Notas de acontecimientos

Democracias latinoamericanas :: Más fuertes y más débiles como nunca

de David Brähler
De la boca de los niños sale la verdad. Este dicho se comprueba nuevamente en el caso de dibujos infantiles de Chile, donde niños viviendo en el vecindario con el centro de gobierno democrático de su país expresan inconscientemente en papel el estado de su sociedad: violencia, pobreza y criminalidad de bandas. Con esta mirada a través de la lupa el politólogo chileno Juan Pablo Luna abrió la reunión con representantes de su materia con el objetivo de realizar una mirada entre bastidores de las democracias latinoamericanas.

Superficialmente, el resumen del desarrollo estatal de la mayoría de los países es muy positivo. Desde los años 90, países como Perú o Paraguay vivieron una revolución tecnocrática de sus instituciones públicas por el aumento de personal calificado. En el curso de un crecimiento económico continuo se ampliaron y profesionalizaron las estructuras del poder ejecutivo. Pero debajo de la superficie se abren precipicios profundos como Luna, quien es también docente en los Estados Unidos, ilustró con una serie de ejemplos.

En Brasil por ejemplo, miles de jóvenes pobres acuerdan a través de Facebook para encontrarse en los centros comerciales de lujo de la clase alta brasileira. Como ésta se siente molesta, presiona al Estado – que había posibilitado una vida mejor para estos jóvenes y sus familias a través de apoyos financieros, y despertado de esta manera expectativas consumistas – de tratar a estos jóvenes como criminales y expulsarlos de los centros comerciales.

Perú sigue siendo el mayor productor de la hoja de coca del continente. La guerrilla, antiguamente política, presta sus servicios actualmente a las bandas de traficantes, protegiendo jóvenes universitarios que transportan la droga a otras capitales o puertos. Perú y Chile sufren de igual forma de sindicatos corruptos conocidos como la mafia de la construcción. Únicamente a través de ella se puede acceder a materiales de construcción y si alguien construye sin su aprobación esto podría provocar que se mande a derrumbar la construcción de inmediato, según el politólogo.

La frontera entre Bolivia y Pero experimenta diariamente el fenómeno de “la culebra”: una cadena de vehículos robados de los ricos países del Cono Sur. Desde que policías que intentaron parar el contrabando fueron golpeados e incluso asesinados por los residentes a lo largo de la ruta y beneficiarios del tráfico, el Estado perdió el control.
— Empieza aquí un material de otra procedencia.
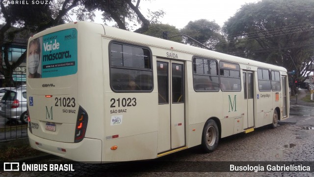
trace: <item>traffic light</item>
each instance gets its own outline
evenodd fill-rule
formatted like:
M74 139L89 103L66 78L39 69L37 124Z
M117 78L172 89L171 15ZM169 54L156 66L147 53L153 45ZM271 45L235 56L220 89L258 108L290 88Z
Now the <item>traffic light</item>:
M168 31L162 32L162 38L168 40Z

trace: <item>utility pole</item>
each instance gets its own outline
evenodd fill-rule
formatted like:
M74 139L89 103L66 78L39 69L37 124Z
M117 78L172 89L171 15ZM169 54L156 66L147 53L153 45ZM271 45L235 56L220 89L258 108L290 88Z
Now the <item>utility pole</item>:
M296 93L295 94L295 103L298 103L298 92L299 91L299 79L298 79L298 68L296 67L296 65L295 65L295 64L294 63L294 62L293 61L293 60L292 59L292 58L290 56L289 56L289 57L290 57L290 58L291 59L291 60L292 61L292 63L293 63L293 64L294 65L294 67L295 67L295 69L296 69Z

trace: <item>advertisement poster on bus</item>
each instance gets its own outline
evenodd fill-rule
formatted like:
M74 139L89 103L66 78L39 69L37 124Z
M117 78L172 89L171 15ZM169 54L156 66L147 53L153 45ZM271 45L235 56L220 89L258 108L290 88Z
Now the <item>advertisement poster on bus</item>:
M78 71L78 37L75 29L53 32L29 42L27 77L50 78Z

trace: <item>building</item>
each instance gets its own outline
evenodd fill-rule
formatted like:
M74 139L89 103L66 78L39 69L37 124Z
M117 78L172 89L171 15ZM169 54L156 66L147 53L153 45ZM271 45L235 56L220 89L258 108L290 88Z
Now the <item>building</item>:
M0 28L2 28L0 25ZM10 31L17 29L15 27L12 27L5 34L4 43L8 41L8 34ZM32 35L29 31L23 31L15 34L13 42L10 44L8 51L8 61L10 64L17 61L19 58L26 50L28 38ZM1 54L2 57L2 66L5 67L4 60L4 54ZM16 85L19 86L26 84L26 58L24 61L15 68L12 74L13 81L18 82ZM2 87L4 76L0 74L0 87Z

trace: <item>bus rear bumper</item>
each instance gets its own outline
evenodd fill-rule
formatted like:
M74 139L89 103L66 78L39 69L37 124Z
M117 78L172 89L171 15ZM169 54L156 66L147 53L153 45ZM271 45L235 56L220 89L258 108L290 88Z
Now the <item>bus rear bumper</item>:
M36 149L72 160L86 163L102 162L102 141L84 138L79 143L49 140L32 134L27 130L30 146Z

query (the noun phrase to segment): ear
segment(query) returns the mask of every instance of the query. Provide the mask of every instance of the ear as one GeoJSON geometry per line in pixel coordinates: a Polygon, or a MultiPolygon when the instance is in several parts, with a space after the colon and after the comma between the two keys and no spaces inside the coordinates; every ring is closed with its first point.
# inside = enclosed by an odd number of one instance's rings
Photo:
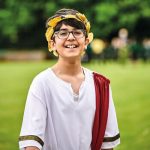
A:
{"type": "Polygon", "coordinates": [[[50,40],[50,46],[52,50],[56,50],[56,43],[54,40],[50,40]]]}
{"type": "Polygon", "coordinates": [[[89,39],[86,38],[86,39],[85,39],[85,49],[87,49],[88,44],[89,44],[89,39]]]}

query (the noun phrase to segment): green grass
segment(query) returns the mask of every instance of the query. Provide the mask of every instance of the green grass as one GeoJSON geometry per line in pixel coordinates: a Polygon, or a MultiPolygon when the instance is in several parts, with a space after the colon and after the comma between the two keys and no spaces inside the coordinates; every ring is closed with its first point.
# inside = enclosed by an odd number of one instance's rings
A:
{"type": "MultiPolygon", "coordinates": [[[[17,150],[26,95],[33,77],[54,61],[0,63],[0,149],[17,150]]],[[[150,149],[150,64],[83,64],[111,80],[121,133],[116,150],[150,149]]]]}

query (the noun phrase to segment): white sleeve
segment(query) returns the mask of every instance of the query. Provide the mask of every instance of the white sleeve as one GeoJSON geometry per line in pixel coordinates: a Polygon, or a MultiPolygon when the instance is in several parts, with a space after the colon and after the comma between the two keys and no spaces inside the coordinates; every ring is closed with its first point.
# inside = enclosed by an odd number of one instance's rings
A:
{"type": "Polygon", "coordinates": [[[118,129],[115,106],[112,98],[112,91],[111,91],[111,87],[109,87],[108,120],[107,120],[104,140],[101,148],[102,149],[114,148],[118,144],[120,144],[120,134],[118,129]]]}
{"type": "Polygon", "coordinates": [[[24,150],[27,146],[42,149],[46,126],[46,105],[42,84],[33,80],[25,105],[22,128],[19,137],[19,148],[24,150]]]}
La mirada entre bastidores de los estados democráticos más al sur no revela una situación más positiva, según Luna. En Paraguay, un país solamente cartografiado en un 65%, gobierna el extremadamente corrupto Instituto Nacional de Desarrollo Rural y de la Tierra (INDERT). Terratenientes locales y mafioso venden cantidades de terrenos sin registro estatal a extranjeros. Cada problema con las autoridades públicas se puede solucionar con sobornos, como mostró la investigación encubierta de Luna y su equipo. En paralelo con el boom de la soja desde 1974, Paraguay vive también el boom de la marihuana. El dinero de esta inmensa fuente de ingresos repercute en un aumento drástico de actividades ilegales en la región entre los tres países Paraguay, Brasil y Argentina.
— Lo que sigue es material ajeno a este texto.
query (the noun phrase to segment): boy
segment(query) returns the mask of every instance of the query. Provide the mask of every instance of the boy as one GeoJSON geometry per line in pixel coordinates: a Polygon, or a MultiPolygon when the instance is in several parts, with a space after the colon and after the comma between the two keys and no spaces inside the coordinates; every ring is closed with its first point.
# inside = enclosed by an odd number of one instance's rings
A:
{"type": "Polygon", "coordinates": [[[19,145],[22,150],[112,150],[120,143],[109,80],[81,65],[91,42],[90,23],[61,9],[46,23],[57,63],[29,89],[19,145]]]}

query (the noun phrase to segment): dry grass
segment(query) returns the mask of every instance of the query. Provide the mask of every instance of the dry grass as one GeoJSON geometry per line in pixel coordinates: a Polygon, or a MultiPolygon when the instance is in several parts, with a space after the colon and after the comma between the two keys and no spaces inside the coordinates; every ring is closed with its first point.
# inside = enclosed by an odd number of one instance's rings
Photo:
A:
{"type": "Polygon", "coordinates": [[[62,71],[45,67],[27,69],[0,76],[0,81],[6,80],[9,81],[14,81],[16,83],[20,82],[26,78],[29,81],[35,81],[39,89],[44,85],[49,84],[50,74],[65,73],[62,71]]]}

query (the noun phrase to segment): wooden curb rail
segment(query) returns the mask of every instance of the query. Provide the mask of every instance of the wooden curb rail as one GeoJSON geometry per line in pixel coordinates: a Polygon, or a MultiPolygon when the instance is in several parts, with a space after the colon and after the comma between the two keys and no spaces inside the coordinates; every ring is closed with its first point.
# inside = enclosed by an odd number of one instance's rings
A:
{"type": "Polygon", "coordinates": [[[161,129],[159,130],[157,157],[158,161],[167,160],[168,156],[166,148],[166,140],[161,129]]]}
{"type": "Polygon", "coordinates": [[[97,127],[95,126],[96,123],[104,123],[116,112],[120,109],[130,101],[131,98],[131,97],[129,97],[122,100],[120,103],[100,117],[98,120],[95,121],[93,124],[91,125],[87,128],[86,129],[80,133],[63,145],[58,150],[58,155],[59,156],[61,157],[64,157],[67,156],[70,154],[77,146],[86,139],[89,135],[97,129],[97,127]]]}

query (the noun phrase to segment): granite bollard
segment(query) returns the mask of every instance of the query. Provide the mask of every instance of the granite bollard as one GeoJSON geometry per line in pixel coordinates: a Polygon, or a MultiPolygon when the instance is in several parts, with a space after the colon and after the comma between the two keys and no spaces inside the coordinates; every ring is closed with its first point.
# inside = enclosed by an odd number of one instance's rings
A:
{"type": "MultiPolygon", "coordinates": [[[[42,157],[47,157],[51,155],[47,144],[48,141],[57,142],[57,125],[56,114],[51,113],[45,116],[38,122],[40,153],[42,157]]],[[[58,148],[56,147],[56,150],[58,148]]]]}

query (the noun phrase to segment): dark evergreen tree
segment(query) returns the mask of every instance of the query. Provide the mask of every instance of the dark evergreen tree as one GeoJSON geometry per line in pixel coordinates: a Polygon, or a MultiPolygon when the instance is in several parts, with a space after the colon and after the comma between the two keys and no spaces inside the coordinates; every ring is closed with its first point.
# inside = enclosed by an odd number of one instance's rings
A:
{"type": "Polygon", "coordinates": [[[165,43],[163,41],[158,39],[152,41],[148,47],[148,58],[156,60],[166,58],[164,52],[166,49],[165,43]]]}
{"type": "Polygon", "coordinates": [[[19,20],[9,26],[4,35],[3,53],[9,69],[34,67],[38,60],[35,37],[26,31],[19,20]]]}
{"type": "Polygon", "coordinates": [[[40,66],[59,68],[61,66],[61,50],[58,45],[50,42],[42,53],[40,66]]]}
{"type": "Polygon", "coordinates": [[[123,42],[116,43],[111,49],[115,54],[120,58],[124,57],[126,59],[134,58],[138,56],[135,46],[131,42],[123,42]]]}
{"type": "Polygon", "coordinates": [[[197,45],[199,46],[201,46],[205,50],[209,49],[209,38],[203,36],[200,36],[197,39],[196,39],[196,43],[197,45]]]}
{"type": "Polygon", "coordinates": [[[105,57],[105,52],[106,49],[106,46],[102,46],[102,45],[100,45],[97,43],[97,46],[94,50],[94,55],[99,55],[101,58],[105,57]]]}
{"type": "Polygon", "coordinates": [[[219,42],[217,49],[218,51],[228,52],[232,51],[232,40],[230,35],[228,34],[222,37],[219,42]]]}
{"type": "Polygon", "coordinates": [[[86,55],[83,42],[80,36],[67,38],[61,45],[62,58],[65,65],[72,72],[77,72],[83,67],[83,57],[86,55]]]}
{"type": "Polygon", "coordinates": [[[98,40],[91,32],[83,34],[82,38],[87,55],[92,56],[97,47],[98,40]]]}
El ejemplo más alarmante de esta dinámica del lado argentino es la ciudad de Rosario que se transformó en diez años de una ciudad modelo a una de las más violentas del continente, como explicó Luna. Como hub migratorio y geopolítico se ve dominada hoy por el narcotráfico y la criminalidad organizada, lo que se resulta en muchos asesinatos y complicidad de la policía local con la criminalidad.

La composición de este mosaico muestra que América Latina por un lado tiene democracias más capaces y desarrolladas que hace 20 años, pero que por el otro lado esas están siendo desafiadas por el crimen organizado como nunca antes. Específicamente la formación de regímenes autoritarios y locales que gobiernen regiones enteras es un indicador alarmante, dijo Luna. El entrelazamiento de mercados legales e ilegales y la cantidad de políticos comprados revela una democracia llena de violencia y corrupción detrás de una fachada que se desmorona. El Estado aparece muchas veces justo como un instrumento que se utiliza para fortificar y desarrollar las estructuras ilegales. En sociedades que presentan una división entre pobres y ricos extrema es difícil el entendimiento y casi imposible la construcción de políticas consensuadas que representen diferentes intereses.
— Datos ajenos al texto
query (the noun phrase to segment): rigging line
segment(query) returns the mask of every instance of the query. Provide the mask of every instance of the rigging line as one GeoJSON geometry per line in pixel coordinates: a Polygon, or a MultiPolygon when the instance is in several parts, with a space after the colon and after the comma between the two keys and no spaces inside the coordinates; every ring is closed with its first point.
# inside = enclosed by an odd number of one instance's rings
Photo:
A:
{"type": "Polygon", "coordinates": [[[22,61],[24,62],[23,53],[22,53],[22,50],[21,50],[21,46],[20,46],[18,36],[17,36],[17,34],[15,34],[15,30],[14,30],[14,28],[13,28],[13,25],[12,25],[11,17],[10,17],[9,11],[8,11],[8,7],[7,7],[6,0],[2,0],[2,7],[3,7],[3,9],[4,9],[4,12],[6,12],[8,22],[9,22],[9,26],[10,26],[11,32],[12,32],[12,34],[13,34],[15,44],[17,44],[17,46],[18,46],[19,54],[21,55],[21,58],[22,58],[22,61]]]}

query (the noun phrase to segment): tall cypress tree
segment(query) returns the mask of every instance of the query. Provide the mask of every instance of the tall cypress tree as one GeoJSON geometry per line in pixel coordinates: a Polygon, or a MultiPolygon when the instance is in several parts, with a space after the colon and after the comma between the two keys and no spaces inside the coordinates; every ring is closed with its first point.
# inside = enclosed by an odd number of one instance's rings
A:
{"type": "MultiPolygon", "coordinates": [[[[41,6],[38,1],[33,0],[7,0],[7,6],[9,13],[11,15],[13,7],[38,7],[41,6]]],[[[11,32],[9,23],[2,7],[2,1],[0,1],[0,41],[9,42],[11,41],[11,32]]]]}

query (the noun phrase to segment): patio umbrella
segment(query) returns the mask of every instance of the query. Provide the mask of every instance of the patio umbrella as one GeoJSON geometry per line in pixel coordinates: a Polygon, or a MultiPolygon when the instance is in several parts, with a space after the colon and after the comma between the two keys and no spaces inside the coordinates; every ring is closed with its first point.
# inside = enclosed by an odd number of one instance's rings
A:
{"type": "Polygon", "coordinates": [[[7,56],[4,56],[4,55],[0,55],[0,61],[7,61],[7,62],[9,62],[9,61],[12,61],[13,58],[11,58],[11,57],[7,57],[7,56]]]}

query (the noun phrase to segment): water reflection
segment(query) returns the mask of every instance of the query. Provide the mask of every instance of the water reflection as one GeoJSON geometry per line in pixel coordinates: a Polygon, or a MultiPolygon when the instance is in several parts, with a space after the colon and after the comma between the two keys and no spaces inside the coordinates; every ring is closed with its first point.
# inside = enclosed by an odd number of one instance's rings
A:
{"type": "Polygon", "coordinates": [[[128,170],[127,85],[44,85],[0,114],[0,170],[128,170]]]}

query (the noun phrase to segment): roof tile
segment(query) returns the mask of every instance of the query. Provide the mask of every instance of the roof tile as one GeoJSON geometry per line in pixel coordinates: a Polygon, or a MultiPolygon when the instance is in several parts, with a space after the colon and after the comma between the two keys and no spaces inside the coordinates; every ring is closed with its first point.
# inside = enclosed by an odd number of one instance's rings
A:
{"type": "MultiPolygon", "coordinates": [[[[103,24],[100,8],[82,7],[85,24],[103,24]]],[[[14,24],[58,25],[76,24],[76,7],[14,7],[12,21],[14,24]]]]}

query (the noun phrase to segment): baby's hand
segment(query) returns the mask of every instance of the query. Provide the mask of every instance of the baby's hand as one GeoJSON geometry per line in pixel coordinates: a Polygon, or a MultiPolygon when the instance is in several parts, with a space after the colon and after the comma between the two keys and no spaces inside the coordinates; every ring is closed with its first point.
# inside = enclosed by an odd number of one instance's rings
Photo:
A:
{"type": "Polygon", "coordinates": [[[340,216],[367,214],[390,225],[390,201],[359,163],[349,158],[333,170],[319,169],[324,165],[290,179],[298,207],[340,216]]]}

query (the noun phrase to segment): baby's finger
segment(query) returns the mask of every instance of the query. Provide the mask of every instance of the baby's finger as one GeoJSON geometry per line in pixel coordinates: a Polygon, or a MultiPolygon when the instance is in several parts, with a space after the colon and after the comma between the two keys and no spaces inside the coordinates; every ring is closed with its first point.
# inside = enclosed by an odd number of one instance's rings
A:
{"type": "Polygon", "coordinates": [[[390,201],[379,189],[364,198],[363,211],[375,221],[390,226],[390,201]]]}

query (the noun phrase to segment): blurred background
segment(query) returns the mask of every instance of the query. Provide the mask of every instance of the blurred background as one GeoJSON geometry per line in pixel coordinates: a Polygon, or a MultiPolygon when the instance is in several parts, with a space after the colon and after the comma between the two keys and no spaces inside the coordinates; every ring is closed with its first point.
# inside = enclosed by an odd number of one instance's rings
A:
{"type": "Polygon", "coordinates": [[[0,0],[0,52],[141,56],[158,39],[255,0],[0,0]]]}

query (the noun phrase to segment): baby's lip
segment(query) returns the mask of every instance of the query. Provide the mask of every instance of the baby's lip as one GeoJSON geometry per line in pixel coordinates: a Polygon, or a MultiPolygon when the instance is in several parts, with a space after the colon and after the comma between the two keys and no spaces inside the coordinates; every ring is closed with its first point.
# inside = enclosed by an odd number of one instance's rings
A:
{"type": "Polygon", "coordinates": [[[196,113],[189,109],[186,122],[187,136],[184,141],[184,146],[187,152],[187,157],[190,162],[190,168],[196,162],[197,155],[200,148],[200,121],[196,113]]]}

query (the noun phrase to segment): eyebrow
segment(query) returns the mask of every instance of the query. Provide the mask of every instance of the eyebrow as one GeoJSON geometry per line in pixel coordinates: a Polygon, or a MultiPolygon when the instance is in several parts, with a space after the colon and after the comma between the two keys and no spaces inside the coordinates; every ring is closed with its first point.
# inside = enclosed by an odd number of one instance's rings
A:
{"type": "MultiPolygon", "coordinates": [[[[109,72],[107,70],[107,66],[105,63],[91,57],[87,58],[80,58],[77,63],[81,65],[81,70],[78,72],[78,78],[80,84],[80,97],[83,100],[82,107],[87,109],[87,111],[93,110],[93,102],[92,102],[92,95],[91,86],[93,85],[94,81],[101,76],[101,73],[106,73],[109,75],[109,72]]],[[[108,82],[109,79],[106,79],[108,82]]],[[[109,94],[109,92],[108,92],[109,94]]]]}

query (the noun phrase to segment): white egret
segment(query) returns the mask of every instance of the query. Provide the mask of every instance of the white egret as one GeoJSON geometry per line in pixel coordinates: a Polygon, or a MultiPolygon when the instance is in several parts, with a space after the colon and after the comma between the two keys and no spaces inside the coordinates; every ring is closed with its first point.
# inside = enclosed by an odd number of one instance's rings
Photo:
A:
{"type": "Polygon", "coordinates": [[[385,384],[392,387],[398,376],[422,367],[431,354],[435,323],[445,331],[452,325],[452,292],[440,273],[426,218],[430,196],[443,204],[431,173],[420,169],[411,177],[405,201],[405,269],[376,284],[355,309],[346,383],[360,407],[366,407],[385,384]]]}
Según el resumen de Luna, la ciencia política tiene la tarea de replantearse los temas del Estado y de la representación política. Una problematización más profunda del tejido social, ciudadano y político es necesaria. Para enfrentar efectivamente las estructuras corruptas son necesarias la descentralización, la transparencia y la alternancia política. En general debería quedar claro a todos los involucrados que frente a un tema tan complejo muchas preguntas permanecen todavía abiertas y no tendrán respuestas fáciles.